Kvaerner will dismantle and recycle the topsides, jackets and bridges with a combined weight of 33 000 tonnes. It also has options for another 5 000 tonnes.

Kvaerner said that the assignment is expected to provide work for around 100 persons at peak.

The Norwegian oil company Aker BP-operated Valhall and Hod fields started operations in 1982 and since then produced more than one billion barrels of oil equivalents.

However, some of the oil installations will be removed after the new production and accommodation platform entered service in 2013.

Kvaerner, which has already commenced the decommissioning of the old Valhall accommodation platform, is now tasked with additional removal work on the field.

Aker BP has selected Allseas to remove and decommission the drilling platform and the production platform from the Valhall field as well as the unmanned Hod platform that is connected to Valhall.

Allseas is planning to use its giant Pioneering Spirit vessel to remove the platforms and structures, which will be delivered to Kvaerner’s decommissioning facilities at Stord for dismantling recycling.

Kvaerner’s Stord to receive the first structures in 2022

Kvaerner expects to receive the first structures at Stord in 2022. It would initially receive the drilling platform, the process platform and one jacket from the Valhall field.

The Hod and the remaining structures are planned to be delivered in 2025.

The method work is scheduled to commence later this year with detail offshore mapping and engineering work planned to commence in 2021.

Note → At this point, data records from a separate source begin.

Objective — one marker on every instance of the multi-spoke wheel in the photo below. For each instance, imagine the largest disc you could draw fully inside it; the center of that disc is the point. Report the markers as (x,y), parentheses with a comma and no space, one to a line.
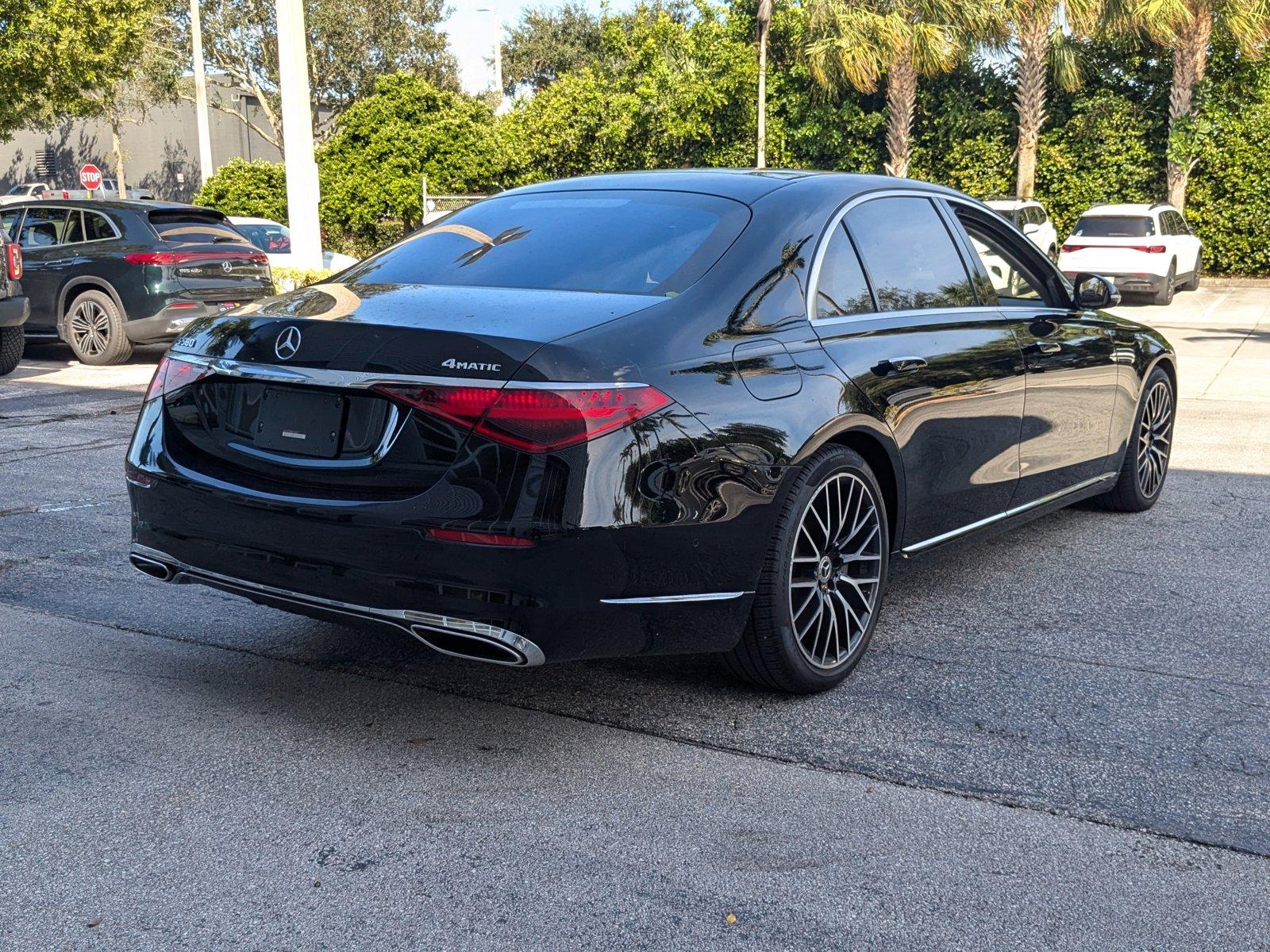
(94,329)
(1146,457)
(817,600)
(833,570)
(1155,435)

Kvaerner decommissioning projects senior vice-president Magnus Kise said: “In this project we will also utilise a newly developed automatic cutting machine for pipes and beams, which will reduce the need for manual work significantly and thus reduce risk.”

In June 2020, Aker BP along with its partner Pandion Energy have submitted the plan for development and operation (PDO) for the Hod field to the Norway’s Ministry of Petroleum and Energy.